In terms of a more direct link to AM, vividness has previously been shown to positively scale with SAM-episodic but not SAM-semantic (Sheldon et al., 2016). This prompted authors to explore the divergent functional connectivity patterns associated with “perceptual” and “conceptual” trait mnemonics. Our own results indicate that vividness relates to SAM-episodic and SAM-semantic, as well as SAM-future and SAM-total. Recently Fan et al. (2020a) related SAM-episodic to age and cognitive function in a large sample of older adults and explained their findings in terms of memory strategies related to vividness. However, as reviewed above, such an interpretation is problematic given the low reliability of the SAM-semantic subscale, unclear distinction between SAM-episodic and SAM-semantic, and validity concerns raised by the findings reported here.

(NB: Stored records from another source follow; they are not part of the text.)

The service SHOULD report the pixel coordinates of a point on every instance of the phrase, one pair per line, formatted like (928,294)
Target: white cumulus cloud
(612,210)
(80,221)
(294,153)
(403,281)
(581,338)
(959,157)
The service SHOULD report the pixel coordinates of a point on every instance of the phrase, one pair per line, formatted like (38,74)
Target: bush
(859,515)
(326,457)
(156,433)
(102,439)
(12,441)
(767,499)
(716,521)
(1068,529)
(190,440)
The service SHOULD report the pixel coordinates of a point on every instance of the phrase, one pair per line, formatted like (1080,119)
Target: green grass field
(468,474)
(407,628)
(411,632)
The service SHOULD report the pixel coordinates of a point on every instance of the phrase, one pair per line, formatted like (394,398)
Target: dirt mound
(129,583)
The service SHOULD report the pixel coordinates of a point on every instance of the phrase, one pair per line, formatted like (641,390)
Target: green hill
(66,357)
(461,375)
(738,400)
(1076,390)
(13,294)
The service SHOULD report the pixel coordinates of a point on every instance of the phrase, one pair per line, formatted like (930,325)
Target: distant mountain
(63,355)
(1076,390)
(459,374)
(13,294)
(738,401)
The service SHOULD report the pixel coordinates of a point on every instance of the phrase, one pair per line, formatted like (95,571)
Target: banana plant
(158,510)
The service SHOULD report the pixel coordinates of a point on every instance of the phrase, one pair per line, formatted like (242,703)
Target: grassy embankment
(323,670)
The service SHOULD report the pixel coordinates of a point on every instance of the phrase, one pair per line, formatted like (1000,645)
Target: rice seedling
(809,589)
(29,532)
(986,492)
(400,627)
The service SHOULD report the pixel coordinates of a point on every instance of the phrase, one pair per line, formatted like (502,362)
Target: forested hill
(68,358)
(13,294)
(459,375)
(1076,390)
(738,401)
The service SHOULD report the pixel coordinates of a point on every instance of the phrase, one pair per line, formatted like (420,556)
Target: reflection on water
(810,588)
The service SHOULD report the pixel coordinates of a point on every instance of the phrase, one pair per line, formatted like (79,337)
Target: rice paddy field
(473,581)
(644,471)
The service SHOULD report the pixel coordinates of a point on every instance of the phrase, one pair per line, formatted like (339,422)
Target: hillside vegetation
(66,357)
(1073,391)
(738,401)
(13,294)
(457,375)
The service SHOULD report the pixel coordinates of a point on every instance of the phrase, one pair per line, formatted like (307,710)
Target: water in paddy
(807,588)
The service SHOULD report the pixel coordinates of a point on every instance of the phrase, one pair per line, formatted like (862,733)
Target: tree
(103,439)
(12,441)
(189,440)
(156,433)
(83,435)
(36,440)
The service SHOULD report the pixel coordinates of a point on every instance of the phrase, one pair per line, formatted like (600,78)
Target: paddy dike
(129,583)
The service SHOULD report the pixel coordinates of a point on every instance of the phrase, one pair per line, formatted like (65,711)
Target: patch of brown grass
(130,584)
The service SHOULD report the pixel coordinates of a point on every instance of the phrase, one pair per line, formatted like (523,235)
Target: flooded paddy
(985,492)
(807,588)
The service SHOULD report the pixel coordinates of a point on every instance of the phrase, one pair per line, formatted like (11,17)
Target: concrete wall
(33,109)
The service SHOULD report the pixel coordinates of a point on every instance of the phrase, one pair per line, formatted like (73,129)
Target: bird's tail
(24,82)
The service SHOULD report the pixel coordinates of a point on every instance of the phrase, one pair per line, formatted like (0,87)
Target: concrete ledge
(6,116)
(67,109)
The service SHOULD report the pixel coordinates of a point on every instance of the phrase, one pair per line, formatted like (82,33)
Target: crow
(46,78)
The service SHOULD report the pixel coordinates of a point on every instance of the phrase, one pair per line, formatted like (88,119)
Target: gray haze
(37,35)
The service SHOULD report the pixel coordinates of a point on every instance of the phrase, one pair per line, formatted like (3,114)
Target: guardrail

Self-perceived memory ability may not be a trait

There is little evidence to support that memory appraisal is a stable trait. Higher correlations between subjective and objective memory have been observed in older adults compared to younger adults (Parisi et al., 2012; Crumley et al., 2014), and are thought to be linked to higher education or greater insight into memory abilities (Zelinski et al., 2001; Crumley et al., 2014). While education was not related to the SAM in our results, these findings suggest that the correspondence between perceived and actual abilities is dynamic, rather than trait-like. Indeed, changes to subjective memory are more robustly predictive of changes to performance on memory tasks (Snitz et al., 2015). The updating of beliefs, which necessitates data from multiple time points, lays the foundation for the most predictive models of learning outcomes (e.g., Higashi et al., 2019) and plays an integral role in successful forecasting (Mellers et al., 2015). Although subjective memory is correlated with trait personality, if memory changes over time, it follows that self-perceived memory and mnemonics (Bouazzaoui et al., 2010) should change accordingly. Changes perceived as drastic, such as with subjective memory complaints, are extremely useful to detect cognitive impairment. Given the SAM’s ease of administration, researchers may learn more about individual differences in autobiographical mnemonics with data from multiple time points. A critical first step in this direction would be to determine test-retest reliability of the SAM in future psychometric assessments.

Scoring

The SAM is scored based on a multiple correspondence analysis used in the SAM’s conception. Here we replicated all results obtained with the multivariate weighting procedure using an easy-to-calculate average of the Likert scores (respecting reverse scoring). Recent work used similar average scores, which implies that the weighted scoring scheme may be unnecessary (Fan et al., 2020b). Proprietary scoring can impede the thorough examination needed for the SAM to provide meaningful insights into how the sense of remembering impacts cognition.

Conclusion

The SAM demonstrated reliability as a self-report measure of perceived recollective capacity. However, assessing psychometric validity in the measurement of this construct is challenging, and validation with observable memory performance is a matter of debate. Consistent with earlier reports, our findings suggest that SAM subscale scores may reflect phenomenological aspects of autobiographical recall, and vividness specifically. However, we observed the most robust associations between SAM scores and a measure of self-efficacy, suggesting that the SAM may more reliably index confidence in domain-general self-report abilities. Critically, our findings demonstrate that the SAM is not a psychometrically valid measure of trait mnemonics as assessed with widely used performance-based memory measures. Scores on SAM-episodic and SAM-semantic subscales should not be interpreted as independent or specific, which stands in contrast to how these constructs are considered under standard models of declarative memory. Based on our findings, and in agreement with previous research (Clark & Maguire, 2020), we urge caution in the use of the SAM as a measure of AM pending revision and further psychometric validation.